There are no automated tests yet. If you add tests, run them with:

```bash
python -m pytest
```

# License

## t2s-metrics

t2s-metrics is provided under the terms of the [GNU Affero General Public License 3.0](./LICENSES/AGPL-3.0.txt) (AGPL-3.0).

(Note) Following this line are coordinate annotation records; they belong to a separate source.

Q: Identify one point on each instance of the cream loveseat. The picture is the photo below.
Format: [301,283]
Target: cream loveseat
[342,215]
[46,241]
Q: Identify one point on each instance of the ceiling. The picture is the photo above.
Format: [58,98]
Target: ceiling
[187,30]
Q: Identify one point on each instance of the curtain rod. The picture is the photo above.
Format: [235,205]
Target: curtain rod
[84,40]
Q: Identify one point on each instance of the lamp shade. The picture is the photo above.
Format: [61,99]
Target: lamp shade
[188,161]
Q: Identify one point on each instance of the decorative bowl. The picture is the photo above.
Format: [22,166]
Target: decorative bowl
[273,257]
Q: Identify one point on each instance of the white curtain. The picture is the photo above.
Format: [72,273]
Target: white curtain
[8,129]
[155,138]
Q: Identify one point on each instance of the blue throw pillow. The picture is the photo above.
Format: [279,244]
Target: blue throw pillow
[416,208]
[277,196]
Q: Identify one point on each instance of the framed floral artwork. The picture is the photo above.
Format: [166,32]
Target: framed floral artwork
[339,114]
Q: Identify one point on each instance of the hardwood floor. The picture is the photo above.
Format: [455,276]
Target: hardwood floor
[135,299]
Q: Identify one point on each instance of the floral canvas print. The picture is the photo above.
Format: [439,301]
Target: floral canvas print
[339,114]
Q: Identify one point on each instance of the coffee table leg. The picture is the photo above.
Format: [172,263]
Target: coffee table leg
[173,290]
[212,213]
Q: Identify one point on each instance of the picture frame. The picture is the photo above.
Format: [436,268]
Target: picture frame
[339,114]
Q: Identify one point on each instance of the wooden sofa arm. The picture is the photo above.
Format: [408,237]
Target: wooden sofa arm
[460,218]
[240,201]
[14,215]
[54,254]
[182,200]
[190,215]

## Redistribution of third-party software and data

This repository provides several third-party contributions redistributed with their original licenses.

### CK25 Dataset

t2s-metrics reuses the [CK25 Corporate Knowledge Reference Dataset for Benchmarking Text-2-SPARQL QA Approaches](https://github.com/eccenca/ck25-dataset/) that we modified to account for file format requirements (jsonl format).

The modified version is redistributed in directory [dataset/ck25](dataset/ck25) under the terms of the [Creative Commons Attribution 4.0 International license](LICENSES/CC-BY-4.0.txt) (CC-BY-4.0).

### QCan library

t2s-metrics reuses the [QCan software for canonicalising SPARQL queries](https://github.com/RittoShadow/QCan).

QCan is written in Java. In this repository, we distribute the compiled jar of QCan v1.1, [third_party_lib/qcan-1.1-jar-with-dependencies.jar](third_party_lib/qcan-1.1-jar-with-dependencies.jar), under the terms of the [Apache 2.0 license](LICENSES/Apache-2.0.txt).